Prédication du 16 novembre 2014

de Didier You

L’enfer

Lectures : Ezéquiel 32, 17-23, Matthieu 25, 14-30 (texte du jour), I Tim 2, 3-4

Chants : Psaume 42, 1-3-4-6 ; Cantiques 270, 1-3-4 ; 281, 1-3-4

 

INTRODUCTION

Permettez-moi deux citations cinématographiques. Dans L’Affaire des Poisons, d’Henri Decoin, l’abbé Guibourg, incarné par Paul Meurisse, prêtre défroqué, célébrateur de messes noires, prononce d’un ton pénétré : « Au terme de mes réflexions, je suis désormais convaincu que le Paradis est vide ». Plus récemment, dans un film de Xavier Durringer, un truand répète le titre du film : « J’irai au Paradis, car l’Enfer est ici ». Ces deux analyses contradictoires m’ont amené à me pencher sur une question fondamentale de toutes les religions, celle du salut de l’âme, ou plus généralement de l’au-delà. Évidemment, il ne peut s’agir que d’hypothèses. Comme le disait Shakespeare, décrivant le séjour des morts « ce pays dont nul voyageur n’a pu repasser la frontière ».

LES ENFERS ET L’ENFER

Dans les théologies antiques, et comme encore dans le judaïsme, l’au-delà existe. En général, les visions religieuses n’arrivent pas à concevoir le néant. Dès la Genèse, l’homme est poussière, et retourne à la poussière, mais l’homme couché avec ses pères, ne disparaît pas entièrement, et Jacob se soucie de ne pas être enterré en Egypte.

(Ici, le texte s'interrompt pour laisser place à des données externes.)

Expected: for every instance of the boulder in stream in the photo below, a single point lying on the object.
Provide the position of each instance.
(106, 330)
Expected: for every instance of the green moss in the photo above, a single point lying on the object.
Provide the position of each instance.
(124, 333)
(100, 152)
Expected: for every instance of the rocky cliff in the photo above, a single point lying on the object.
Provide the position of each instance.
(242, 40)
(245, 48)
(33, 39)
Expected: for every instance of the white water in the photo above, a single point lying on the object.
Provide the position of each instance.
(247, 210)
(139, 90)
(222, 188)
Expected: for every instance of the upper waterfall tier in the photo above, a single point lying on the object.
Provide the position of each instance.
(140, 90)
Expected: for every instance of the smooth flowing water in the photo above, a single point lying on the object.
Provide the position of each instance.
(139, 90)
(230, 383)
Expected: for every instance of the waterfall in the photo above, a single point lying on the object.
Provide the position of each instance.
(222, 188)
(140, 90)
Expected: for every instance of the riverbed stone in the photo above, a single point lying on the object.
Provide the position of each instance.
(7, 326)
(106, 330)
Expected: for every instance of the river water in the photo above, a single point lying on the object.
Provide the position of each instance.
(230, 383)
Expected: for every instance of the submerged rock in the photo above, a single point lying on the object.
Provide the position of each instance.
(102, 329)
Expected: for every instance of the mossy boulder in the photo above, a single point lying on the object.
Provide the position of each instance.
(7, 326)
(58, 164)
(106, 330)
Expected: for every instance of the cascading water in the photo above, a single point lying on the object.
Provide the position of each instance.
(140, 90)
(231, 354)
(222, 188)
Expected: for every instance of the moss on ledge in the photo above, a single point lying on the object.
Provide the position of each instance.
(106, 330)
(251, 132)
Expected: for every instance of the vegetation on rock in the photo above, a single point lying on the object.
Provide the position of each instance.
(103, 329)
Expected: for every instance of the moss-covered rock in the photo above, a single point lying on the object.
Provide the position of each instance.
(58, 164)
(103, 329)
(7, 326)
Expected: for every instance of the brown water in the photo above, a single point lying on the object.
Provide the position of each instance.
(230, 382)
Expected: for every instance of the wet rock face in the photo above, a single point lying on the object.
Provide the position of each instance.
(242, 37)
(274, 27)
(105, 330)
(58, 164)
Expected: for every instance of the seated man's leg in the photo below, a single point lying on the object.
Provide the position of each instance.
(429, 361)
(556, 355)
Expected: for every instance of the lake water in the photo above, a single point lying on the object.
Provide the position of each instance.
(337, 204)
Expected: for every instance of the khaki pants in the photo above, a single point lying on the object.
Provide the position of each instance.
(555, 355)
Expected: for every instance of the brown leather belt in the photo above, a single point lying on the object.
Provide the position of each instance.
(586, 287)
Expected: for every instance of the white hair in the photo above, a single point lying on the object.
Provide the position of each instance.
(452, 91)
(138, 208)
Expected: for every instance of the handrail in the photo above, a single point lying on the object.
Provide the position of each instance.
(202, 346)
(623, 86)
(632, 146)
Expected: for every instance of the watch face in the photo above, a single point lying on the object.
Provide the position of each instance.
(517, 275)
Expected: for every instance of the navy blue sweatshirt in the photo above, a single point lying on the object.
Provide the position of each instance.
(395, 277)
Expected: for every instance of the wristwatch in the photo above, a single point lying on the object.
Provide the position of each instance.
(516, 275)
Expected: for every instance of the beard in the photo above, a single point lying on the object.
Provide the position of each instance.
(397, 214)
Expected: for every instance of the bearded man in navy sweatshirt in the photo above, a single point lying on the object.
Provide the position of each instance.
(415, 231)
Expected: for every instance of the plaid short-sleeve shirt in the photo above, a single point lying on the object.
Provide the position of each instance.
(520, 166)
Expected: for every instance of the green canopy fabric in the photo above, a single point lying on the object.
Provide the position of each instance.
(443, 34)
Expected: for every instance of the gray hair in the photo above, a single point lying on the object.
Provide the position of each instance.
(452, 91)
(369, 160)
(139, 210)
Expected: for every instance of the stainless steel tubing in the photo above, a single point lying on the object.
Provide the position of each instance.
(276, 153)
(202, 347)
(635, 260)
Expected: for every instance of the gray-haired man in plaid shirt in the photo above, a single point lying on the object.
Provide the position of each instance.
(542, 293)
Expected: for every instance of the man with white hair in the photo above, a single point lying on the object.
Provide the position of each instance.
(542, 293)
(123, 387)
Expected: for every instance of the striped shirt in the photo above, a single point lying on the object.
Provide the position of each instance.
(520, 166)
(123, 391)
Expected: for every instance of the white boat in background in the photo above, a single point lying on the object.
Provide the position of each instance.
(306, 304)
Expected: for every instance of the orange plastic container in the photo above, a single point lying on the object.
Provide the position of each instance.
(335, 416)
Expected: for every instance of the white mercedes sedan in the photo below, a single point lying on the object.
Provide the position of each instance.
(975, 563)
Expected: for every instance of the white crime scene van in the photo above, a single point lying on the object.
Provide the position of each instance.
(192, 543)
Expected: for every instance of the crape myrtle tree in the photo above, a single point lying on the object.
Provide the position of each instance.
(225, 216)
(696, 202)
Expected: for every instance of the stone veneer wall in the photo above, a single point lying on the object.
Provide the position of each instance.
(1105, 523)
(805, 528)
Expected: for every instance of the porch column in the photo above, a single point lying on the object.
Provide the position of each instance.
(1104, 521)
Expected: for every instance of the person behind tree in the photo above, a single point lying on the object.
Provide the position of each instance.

Dans la religion (si le terme religion convient) de l’Egypte antique, l’au-delà est réservé à ceux qui peuvent se payer un tombeau, et, après pesée de leurs âmes par Anubis, ces favorisés jouissent de la vie éternelle, avec leurs serviteurs, représentés sous forme de figurines.

Mais, tant dans les croyances gréco-romaines que babyloniennes, les enfers (étymologiquement « régions inférieures ») constituent un monde ouvert à tous, démocratique pourrait-on dire, où séjournent côte à côte bons et méchants. Les juifs, avec le « Chéol », ont repris cette conception. Il ne s’agit pas de récompense ni de châtiment. La divinité récompense ou châtie sur terre. C’est sur terre, lorsque l’on est vivant, que l’on doit se conduire de façon à être récompensé rapidement. C’est évidemment plus réconfortant, mais hélas souvent démenti par les faits. Les Romains, ainsi, vouaient des cultes aux divinités, pour voir survenir des événements favorables, mais non pour connaître le bonheur éternel.

Les morts, les « ombres » dans ce système vivent une éternité fort ennuyeuse, que l’on peut appeler un repos si l’on est optimiste, dans un endroit sinistre, mais non cruel. Souvenons-nous du film de Jean Cocteau, « Orphée », où les Enfers apparaissent comme un paysage de ruines où l’on se déplace au ralenti. C’est là justement que Orphée a tenté de récupérer Eurydice, là que Ulysse a retrouvé son père. C’est là que Samuel attend Saül après la victoire des Philistins. Le fait que le prophète Samuel puisse y retrouver le tyran Saül confirme que l’endroit est bien ouvert à tous, sans aucune notion de rétribution.

Et les enfers sont une prison dont on ne sort pas, même si par exception, les autorités autorisent une évasion sous condition (Eurydice, finalement, n’en sortira pas). Il est vrai que tout ceci n’est guère encourageant : Comme le dit Woody Allen, « l’éternité, c’est long surtout vers la fin ».

Cet aspect grisâtre, uniforme, a dû sembler insuffisant pour un phénomène aussi important. Et quelques exceptions sont remarquables : les prophètes Enoch et Elie, au lieu de descendre au monde inférieur, sont appelés vivants vers le Ciel.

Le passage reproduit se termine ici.